Fußball: Neue Chance für Oliver Ritz
VON HENDRIK GAASTERLAND - zuletzt aktualisiert: 04.09.2010Weil er in der vergangenen Woche zu spät zum Treffpunkt erschien, saß der Spielmacher des TV Jahn Hiesfeld gegen TuRU Düsseldorf zunächst nur auf der Bank. Gegen den 1. FC Viersen gehört er wieder zur Startformation.

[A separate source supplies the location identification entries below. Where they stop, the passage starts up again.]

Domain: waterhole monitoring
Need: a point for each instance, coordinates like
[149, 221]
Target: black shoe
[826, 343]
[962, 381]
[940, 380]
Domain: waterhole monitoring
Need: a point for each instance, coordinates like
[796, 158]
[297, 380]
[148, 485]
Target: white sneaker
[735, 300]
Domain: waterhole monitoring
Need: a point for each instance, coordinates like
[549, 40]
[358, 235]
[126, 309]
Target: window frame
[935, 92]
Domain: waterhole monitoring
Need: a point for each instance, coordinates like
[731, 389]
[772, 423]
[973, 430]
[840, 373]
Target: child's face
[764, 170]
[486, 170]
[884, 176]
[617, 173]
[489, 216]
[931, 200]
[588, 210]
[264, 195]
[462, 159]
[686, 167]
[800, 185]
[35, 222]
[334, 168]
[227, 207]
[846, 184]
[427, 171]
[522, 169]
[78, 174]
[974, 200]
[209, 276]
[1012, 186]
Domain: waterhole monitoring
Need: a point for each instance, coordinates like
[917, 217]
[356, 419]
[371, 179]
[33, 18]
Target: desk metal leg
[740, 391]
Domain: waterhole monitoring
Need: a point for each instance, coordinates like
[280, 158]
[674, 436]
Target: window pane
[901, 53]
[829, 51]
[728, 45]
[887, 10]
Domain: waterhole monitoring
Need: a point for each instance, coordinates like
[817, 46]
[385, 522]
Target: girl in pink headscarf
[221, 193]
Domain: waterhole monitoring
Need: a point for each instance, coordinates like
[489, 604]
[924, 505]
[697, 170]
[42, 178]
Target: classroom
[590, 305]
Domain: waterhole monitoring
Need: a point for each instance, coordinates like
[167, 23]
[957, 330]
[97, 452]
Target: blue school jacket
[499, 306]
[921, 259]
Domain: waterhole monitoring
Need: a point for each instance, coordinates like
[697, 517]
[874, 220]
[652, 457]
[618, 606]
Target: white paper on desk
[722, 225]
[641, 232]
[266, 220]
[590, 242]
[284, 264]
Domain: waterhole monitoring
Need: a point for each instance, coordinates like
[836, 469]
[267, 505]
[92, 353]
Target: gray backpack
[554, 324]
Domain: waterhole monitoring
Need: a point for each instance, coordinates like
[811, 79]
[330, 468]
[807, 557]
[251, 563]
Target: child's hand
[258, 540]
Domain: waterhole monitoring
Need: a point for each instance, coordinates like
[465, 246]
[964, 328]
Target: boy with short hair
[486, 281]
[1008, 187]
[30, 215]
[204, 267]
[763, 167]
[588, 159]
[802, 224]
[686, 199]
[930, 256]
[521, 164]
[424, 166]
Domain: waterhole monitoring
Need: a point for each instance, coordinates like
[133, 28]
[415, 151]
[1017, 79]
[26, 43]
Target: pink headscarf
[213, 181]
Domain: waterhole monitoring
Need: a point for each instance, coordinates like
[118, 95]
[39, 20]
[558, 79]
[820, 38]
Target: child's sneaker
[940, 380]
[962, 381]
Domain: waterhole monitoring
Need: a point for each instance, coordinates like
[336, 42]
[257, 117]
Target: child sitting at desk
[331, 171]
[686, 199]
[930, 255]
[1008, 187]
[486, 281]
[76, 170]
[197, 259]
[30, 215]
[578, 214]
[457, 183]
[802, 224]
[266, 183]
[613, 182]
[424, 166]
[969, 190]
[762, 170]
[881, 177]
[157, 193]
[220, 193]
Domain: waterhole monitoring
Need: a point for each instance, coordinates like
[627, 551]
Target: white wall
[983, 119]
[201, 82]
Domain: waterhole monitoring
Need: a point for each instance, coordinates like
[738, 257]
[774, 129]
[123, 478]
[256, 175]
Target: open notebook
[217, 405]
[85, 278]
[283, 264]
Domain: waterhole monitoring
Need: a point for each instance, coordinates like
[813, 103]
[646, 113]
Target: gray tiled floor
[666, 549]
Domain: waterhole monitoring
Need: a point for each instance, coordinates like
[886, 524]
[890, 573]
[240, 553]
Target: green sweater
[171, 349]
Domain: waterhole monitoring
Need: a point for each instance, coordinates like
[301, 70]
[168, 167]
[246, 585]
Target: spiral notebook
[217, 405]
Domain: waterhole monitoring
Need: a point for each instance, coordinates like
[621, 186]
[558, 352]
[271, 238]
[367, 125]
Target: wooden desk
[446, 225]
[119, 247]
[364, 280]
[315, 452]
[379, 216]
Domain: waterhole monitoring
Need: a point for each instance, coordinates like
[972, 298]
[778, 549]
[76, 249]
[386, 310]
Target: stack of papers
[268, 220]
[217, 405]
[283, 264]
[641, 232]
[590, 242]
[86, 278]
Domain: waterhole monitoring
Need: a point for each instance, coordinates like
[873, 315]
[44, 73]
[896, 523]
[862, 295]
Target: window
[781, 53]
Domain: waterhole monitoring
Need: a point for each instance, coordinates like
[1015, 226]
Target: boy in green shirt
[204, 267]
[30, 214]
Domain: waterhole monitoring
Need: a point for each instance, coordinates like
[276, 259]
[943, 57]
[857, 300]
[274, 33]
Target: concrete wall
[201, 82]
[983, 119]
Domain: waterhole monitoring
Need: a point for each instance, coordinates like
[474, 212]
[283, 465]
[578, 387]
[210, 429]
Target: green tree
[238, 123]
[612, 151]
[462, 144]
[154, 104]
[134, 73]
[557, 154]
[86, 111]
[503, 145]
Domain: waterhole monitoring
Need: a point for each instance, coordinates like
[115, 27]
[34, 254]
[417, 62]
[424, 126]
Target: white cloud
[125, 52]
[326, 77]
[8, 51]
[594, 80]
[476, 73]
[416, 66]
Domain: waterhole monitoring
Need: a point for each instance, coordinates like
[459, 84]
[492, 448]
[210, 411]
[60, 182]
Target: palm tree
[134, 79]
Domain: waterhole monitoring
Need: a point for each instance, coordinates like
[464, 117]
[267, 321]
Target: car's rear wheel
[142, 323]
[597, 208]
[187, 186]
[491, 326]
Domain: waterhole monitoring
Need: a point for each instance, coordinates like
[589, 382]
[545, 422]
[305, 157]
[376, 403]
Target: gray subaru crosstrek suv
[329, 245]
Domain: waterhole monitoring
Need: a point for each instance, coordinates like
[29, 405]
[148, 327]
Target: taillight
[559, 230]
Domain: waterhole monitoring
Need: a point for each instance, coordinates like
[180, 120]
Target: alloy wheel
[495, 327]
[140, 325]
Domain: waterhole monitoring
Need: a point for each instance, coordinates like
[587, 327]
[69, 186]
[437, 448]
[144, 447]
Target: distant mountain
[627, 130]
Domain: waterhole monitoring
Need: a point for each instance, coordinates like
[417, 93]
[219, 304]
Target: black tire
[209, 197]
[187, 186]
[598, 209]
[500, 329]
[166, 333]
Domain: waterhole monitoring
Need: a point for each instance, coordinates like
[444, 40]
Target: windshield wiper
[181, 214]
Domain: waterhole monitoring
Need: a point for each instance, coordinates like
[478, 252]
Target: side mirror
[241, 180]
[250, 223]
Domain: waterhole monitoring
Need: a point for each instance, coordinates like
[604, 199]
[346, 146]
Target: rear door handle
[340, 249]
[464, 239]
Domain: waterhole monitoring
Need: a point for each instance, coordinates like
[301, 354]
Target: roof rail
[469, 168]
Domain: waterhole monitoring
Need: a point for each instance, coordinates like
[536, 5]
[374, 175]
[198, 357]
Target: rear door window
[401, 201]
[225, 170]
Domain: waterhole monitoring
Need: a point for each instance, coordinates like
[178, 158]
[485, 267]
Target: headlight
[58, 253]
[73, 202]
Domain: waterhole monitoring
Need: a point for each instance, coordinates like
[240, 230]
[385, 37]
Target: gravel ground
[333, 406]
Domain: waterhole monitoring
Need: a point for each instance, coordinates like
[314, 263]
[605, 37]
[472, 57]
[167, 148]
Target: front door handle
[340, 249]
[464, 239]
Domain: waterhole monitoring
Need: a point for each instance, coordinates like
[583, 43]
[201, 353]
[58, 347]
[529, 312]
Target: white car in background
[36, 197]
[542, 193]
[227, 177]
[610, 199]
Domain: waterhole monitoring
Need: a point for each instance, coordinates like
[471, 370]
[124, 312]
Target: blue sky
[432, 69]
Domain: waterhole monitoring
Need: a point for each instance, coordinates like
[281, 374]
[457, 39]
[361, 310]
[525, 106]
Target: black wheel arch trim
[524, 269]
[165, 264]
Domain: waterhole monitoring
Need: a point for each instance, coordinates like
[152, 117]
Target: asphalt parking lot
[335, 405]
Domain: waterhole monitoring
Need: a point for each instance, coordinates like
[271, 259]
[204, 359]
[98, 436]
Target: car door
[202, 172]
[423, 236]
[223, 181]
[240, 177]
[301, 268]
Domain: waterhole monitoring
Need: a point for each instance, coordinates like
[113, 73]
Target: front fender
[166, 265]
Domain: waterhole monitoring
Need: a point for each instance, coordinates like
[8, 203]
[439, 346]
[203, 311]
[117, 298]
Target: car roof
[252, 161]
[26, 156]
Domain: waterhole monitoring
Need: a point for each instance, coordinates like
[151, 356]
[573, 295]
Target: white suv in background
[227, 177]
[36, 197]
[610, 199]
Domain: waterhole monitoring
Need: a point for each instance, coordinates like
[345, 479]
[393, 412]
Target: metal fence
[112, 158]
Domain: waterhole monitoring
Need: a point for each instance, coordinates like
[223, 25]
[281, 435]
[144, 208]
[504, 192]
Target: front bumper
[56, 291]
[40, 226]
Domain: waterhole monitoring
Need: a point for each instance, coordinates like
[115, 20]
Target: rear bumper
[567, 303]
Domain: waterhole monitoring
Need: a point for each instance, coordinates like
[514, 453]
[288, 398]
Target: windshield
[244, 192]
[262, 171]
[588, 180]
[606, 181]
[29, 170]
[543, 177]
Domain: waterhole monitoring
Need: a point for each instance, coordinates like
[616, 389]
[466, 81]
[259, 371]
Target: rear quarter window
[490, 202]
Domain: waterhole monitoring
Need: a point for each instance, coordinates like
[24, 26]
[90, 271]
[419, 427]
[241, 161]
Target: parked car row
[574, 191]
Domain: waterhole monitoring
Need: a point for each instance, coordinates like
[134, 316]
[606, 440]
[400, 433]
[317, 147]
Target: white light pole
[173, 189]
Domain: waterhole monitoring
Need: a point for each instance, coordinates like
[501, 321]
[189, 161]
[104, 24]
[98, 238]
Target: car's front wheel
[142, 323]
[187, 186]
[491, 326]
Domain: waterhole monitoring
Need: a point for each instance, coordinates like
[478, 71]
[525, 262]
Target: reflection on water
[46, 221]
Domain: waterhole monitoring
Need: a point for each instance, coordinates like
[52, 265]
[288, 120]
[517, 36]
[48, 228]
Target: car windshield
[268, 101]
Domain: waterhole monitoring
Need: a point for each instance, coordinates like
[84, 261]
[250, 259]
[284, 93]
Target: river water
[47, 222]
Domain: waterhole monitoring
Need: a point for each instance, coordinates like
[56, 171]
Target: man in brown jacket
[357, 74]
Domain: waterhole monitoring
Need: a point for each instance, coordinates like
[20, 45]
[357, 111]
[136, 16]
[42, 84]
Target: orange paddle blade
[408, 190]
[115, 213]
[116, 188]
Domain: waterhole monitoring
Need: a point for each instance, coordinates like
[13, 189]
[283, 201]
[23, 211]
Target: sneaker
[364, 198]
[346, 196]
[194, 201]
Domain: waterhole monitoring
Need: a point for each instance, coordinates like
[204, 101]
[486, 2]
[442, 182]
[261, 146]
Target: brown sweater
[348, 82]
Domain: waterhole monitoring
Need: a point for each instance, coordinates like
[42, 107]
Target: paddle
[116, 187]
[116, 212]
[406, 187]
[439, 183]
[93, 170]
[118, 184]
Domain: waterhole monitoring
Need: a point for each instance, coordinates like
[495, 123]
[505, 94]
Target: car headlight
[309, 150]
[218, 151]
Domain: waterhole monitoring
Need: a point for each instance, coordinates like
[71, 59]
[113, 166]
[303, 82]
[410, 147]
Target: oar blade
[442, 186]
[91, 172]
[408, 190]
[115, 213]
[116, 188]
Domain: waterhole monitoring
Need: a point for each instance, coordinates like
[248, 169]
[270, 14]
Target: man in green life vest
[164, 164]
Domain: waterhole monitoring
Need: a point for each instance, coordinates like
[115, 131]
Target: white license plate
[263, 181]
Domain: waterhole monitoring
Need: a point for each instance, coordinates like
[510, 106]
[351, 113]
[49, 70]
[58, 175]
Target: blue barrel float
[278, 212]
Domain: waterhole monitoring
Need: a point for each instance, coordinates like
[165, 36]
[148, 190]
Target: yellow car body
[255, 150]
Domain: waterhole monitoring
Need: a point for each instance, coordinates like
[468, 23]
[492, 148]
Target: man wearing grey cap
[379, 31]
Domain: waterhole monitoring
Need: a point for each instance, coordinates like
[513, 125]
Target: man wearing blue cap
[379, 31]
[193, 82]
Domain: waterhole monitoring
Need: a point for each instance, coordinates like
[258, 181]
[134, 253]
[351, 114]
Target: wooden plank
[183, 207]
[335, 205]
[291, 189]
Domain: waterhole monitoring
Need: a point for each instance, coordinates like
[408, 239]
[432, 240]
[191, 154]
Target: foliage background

Fußball ist ein Mannschaftssport und es gewinnen oder verlieren immer alle gemeinsam. Das fängt beim Trainer an und hört beim Ersatzspieler auf. Doch nach der 0:1-Niederlage des TV Jahn Hiesfeld in der vergangenen Woche bei der Premiere des neuen Kunstrasens gegen TuRU Düsseldorf war in den Reihen der "Veilchen" Oliver Ritz eindeutig der größte Verlierer. Hiesfelds Nummer zehn, der sich in der Vorbereitung seinen Stammplatz erst wieder zurück erkämpft hatte, erschien zu spät zum Treffpunkt und durfte aus disziplinarischen Gründen nur auf der Bank Platz nehmen.
Versiert und bequem
Neben einer satten Geldstrafe – "das wird richtig teuer", meinte er selbst – stand Ritz in den Trainingseinheiten in dieser Woche bei Coach Christian Schreier unter Sonderbeobachtung. Doch anscheinend hat der wohl technisch versierteste, aber wahrscheinlich auch bequemste Hiesfelder aus seinem Fehler gelernt und seinen Trainer überzeugt, dass er beim Auswärtsspiel gegen den 1. FC Viersen wieder in die Startformation gehört. "Wenn er noch einmal Gas gibt, dann wird er auch von Beginn an spielen", machte Schreier seinem Spielmacher vor dem Abschlusstraining Hoffnung.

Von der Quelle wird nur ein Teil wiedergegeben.